A sól zgromadzoną w macie można odzyskać. Wystarczy wypłukać zrębki wierzby i ponownie nasączyć je związkami azotu, czyli popularnym nawozem dla roślin. Nie wiadomo jeszcze ile soli uda się odzyskać, ale będzie to kilkanaście, może kilkadziesiąt kilogramów. Tymczasem Miejskie Przedsiębiorstwo Oczyszczania w Krakowie jednej zimy zużywa aż 16 tysięcy ton soli.

- Ciężko to porównać - mówi Piotr Odorczuk z MPO w Krakowie – W magazynie mamy w tym momencie około 8 tysięcy ton soli. To spora hałda i można by po niej zjeżdżać na nartach. Więc te kilka kilogramów nie robi różnicy. Ale liczy się idea. My recyklujemy odpady i staramy się odzyskać jak najwięcej tego, co wydawało się nie do odzyskania.

Stąd wniosek, że odzyskiwanie soli to jedynie efekt uboczny ochrony drzew, a drzewa rosnące przy drogach bardzo tej ochrony potrzebują.

- Problem nie polega na samym drzewie, ale na glebie, która jest zmieniana przez tę sól – mówi Wojciech Bobek, dendrolog z Instytutu Architektury Krajobrazu Politechniki Krakowskiej – Pomimo tego, że na wiosnę gleba jest zasobna w wodę, mnóstwo wody związana jest przez sól i nie może zostać pobrana przez korzenie drzew.

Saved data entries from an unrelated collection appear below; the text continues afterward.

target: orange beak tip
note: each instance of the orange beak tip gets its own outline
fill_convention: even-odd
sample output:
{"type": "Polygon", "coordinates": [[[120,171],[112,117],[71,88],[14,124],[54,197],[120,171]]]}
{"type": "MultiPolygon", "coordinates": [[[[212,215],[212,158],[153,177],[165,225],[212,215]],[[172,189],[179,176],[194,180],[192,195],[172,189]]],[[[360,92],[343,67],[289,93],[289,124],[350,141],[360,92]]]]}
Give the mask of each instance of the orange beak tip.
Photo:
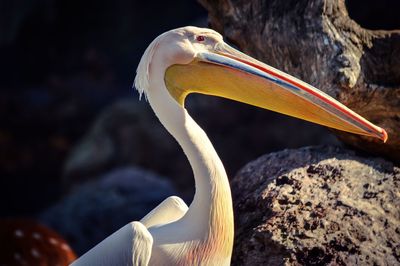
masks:
{"type": "Polygon", "coordinates": [[[382,140],[383,140],[383,143],[386,143],[386,141],[388,140],[388,134],[387,134],[386,130],[384,130],[383,128],[382,128],[382,140]]]}

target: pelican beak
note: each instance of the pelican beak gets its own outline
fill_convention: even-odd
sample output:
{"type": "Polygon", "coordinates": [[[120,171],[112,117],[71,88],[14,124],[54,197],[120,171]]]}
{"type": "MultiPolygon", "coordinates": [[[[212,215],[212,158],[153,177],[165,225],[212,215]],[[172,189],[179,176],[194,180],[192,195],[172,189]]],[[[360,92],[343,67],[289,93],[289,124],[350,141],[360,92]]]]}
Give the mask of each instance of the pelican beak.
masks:
{"type": "Polygon", "coordinates": [[[214,95],[384,142],[388,138],[384,129],[324,92],[225,43],[199,52],[189,64],[170,66],[165,83],[182,106],[189,93],[214,95]]]}

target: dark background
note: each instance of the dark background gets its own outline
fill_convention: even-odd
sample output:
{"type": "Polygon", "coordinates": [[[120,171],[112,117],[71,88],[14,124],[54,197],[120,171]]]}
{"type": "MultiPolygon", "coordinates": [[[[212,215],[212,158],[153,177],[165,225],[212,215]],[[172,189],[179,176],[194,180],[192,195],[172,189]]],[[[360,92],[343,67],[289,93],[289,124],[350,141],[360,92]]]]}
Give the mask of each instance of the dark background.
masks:
{"type": "MultiPolygon", "coordinates": [[[[400,28],[399,1],[347,4],[350,16],[365,28],[400,28]]],[[[182,171],[174,171],[172,162],[158,167],[160,159],[152,156],[162,153],[157,143],[135,151],[148,157],[117,160],[88,177],[63,172],[72,149],[104,108],[120,99],[146,105],[136,101],[132,89],[138,61],[156,36],[185,25],[207,26],[207,14],[195,1],[0,1],[0,217],[34,217],[80,182],[126,165],[169,177],[177,193],[190,200],[193,180],[183,155],[176,155],[186,164],[182,171]]],[[[188,106],[230,176],[271,151],[340,145],[324,128],[239,103],[191,96],[188,106]]],[[[175,152],[180,153],[178,147],[175,152]]]]}
{"type": "Polygon", "coordinates": [[[0,2],[0,210],[33,214],[63,190],[63,160],[131,88],[160,33],[205,23],[194,1],[0,2]],[[201,22],[200,22],[201,21],[201,22]]]}

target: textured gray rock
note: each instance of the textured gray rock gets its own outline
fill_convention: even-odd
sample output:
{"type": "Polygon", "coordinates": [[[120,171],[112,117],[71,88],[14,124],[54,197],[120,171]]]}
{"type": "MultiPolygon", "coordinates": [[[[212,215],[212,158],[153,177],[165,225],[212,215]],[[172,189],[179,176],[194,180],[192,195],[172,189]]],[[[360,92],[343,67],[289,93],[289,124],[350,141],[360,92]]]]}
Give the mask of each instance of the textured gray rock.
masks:
{"type": "Polygon", "coordinates": [[[135,168],[116,169],[77,187],[44,211],[40,220],[82,254],[171,195],[176,193],[166,179],[135,168]]]}
{"type": "Polygon", "coordinates": [[[233,265],[400,265],[400,168],[330,146],[271,153],[232,180],[233,265]]]}
{"type": "MultiPolygon", "coordinates": [[[[343,141],[400,161],[400,30],[360,27],[345,0],[199,2],[227,40],[337,98],[389,135],[382,145],[336,132],[343,141]]],[[[374,3],[363,1],[358,9],[375,17],[374,3]]]]}

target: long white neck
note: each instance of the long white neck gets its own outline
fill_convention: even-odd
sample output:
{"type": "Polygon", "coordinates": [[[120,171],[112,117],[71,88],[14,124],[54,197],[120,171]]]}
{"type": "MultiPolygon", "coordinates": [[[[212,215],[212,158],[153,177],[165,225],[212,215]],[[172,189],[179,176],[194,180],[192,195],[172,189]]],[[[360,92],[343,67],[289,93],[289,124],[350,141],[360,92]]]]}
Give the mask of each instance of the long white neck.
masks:
{"type": "Polygon", "coordinates": [[[193,170],[196,192],[183,219],[198,227],[194,230],[199,237],[207,238],[204,241],[218,239],[231,249],[233,209],[225,169],[206,133],[170,96],[163,73],[153,78],[147,96],[160,122],[182,147],[193,170]]]}

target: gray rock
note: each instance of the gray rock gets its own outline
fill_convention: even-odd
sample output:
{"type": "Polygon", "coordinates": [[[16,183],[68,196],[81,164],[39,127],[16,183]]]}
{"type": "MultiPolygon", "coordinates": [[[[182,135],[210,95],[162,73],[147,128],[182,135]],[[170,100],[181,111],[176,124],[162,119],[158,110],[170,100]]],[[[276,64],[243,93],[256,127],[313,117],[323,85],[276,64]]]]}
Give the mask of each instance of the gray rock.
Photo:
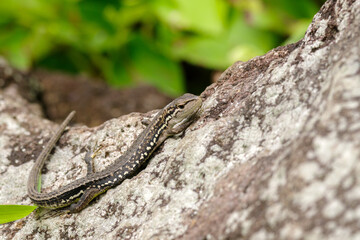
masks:
{"type": "MultiPolygon", "coordinates": [[[[0,92],[0,203],[30,204],[27,175],[51,130],[0,92]]],[[[360,239],[360,1],[327,1],[303,40],[235,63],[202,94],[200,118],[146,168],[77,214],[0,226],[5,239],[360,239]]],[[[34,111],[35,108],[35,111],[34,111]]],[[[147,115],[61,138],[43,191],[121,155],[147,115]]]]}

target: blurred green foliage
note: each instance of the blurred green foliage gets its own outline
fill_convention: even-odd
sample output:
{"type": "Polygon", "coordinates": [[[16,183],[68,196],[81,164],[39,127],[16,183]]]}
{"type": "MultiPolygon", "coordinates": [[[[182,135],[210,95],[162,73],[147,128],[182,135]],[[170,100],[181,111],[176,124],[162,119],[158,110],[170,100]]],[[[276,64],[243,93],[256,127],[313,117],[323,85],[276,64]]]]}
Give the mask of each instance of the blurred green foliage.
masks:
{"type": "Polygon", "coordinates": [[[20,69],[184,91],[181,62],[224,70],[301,39],[321,0],[0,1],[0,54],[20,69]]]}

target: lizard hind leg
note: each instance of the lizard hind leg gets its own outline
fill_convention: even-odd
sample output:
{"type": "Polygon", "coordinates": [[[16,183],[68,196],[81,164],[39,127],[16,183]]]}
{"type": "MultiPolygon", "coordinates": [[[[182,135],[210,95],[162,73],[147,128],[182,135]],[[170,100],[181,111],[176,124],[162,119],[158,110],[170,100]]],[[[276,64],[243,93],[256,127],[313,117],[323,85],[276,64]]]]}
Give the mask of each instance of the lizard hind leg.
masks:
{"type": "Polygon", "coordinates": [[[97,188],[89,188],[85,191],[85,193],[80,197],[79,201],[73,203],[69,207],[69,211],[71,213],[80,212],[83,210],[96,196],[103,193],[103,191],[97,188]]]}

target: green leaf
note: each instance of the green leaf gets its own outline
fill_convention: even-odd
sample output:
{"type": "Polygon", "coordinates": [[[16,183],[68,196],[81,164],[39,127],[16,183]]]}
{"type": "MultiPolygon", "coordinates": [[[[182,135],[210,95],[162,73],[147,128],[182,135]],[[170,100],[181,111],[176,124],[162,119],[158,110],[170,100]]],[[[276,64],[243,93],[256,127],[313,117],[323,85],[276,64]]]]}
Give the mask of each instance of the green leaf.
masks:
{"type": "Polygon", "coordinates": [[[312,19],[303,19],[302,21],[298,21],[296,24],[293,24],[290,37],[286,39],[282,45],[294,43],[302,39],[311,21],[312,19]]]}
{"type": "Polygon", "coordinates": [[[205,34],[223,31],[226,16],[225,2],[220,0],[176,0],[178,9],[189,29],[205,34]]]}
{"type": "Polygon", "coordinates": [[[21,69],[29,67],[31,62],[29,54],[23,51],[28,34],[29,32],[21,27],[0,33],[0,54],[5,55],[11,64],[21,69]]]}
{"type": "Polygon", "coordinates": [[[39,177],[38,177],[37,190],[38,190],[38,192],[41,192],[41,174],[39,174],[39,177]]]}
{"type": "Polygon", "coordinates": [[[106,81],[116,87],[131,86],[133,80],[129,70],[129,63],[125,61],[126,54],[123,51],[114,51],[111,56],[93,58],[105,76],[106,81]]]}
{"type": "Polygon", "coordinates": [[[109,32],[113,32],[113,26],[105,19],[104,11],[106,8],[119,6],[118,0],[107,0],[107,1],[98,1],[98,0],[86,0],[79,1],[79,12],[83,21],[92,22],[95,25],[99,26],[102,29],[105,29],[109,32]]]}
{"type": "Polygon", "coordinates": [[[27,205],[0,205],[0,224],[26,217],[36,208],[37,206],[27,205]]]}
{"type": "Polygon", "coordinates": [[[224,30],[229,5],[222,0],[157,0],[155,13],[176,28],[206,35],[224,30]]]}
{"type": "Polygon", "coordinates": [[[265,53],[277,44],[275,35],[271,32],[253,28],[244,21],[243,14],[234,14],[229,28],[229,42],[233,45],[249,45],[265,53]]]}
{"type": "Polygon", "coordinates": [[[265,0],[264,2],[273,11],[277,10],[278,12],[290,15],[293,18],[313,17],[316,11],[319,10],[315,4],[315,1],[312,0],[265,0]]]}
{"type": "Polygon", "coordinates": [[[225,39],[193,36],[174,44],[173,51],[179,59],[195,65],[223,69],[229,66],[226,56],[229,44],[225,39]],[[225,41],[225,42],[224,42],[225,41]]]}
{"type": "Polygon", "coordinates": [[[180,59],[196,65],[225,69],[235,61],[247,61],[266,53],[280,41],[274,34],[246,24],[240,13],[233,15],[229,29],[219,37],[185,36],[172,51],[180,59]]]}
{"type": "Polygon", "coordinates": [[[239,44],[229,52],[229,59],[232,63],[236,61],[248,61],[249,59],[264,54],[264,51],[251,44],[239,44]]]}
{"type": "Polygon", "coordinates": [[[49,53],[44,58],[39,59],[36,66],[47,69],[61,70],[68,73],[76,73],[77,67],[75,64],[78,64],[78,62],[75,61],[76,58],[74,55],[76,55],[74,54],[74,51],[73,54],[71,54],[71,52],[69,52],[69,50],[66,48],[58,49],[58,51],[49,53]]]}
{"type": "Polygon", "coordinates": [[[182,94],[184,85],[179,64],[151,46],[141,36],[130,42],[128,49],[134,80],[147,82],[172,96],[182,94]]]}

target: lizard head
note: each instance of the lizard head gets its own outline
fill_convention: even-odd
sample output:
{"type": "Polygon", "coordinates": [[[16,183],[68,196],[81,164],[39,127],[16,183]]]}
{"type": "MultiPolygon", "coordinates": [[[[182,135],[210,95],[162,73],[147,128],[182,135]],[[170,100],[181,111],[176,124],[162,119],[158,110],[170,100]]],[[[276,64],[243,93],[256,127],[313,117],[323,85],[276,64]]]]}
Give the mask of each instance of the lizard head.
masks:
{"type": "Polygon", "coordinates": [[[168,120],[168,133],[177,134],[185,130],[191,124],[201,105],[201,98],[190,93],[169,103],[165,107],[169,110],[169,114],[165,117],[168,120]]]}

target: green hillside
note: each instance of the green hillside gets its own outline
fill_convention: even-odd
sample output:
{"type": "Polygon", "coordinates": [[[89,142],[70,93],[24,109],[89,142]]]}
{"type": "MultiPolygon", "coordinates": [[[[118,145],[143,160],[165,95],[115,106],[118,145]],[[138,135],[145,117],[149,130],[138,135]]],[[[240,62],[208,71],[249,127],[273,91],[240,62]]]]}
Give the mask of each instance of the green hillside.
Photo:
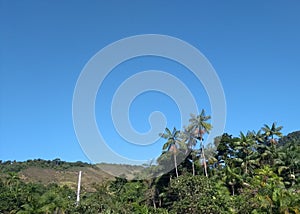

Jak co roku Zarząd Zieleni Miejskiej zainstaluje też słomiane, pionowe maty chroniące mniejsze rośliny, np. te rosnące na pasie zieleni przy alejach trzech wieszczów.

Maty zbierające sól są rozwiązaniem dość tanim, więc jeśli się sprawdzą, pojawi się ich więcej. Za pięćdziesiąt sztuk Zarząd Zieleni miejskiej zapłacił nieco ponad tysiąc złotych.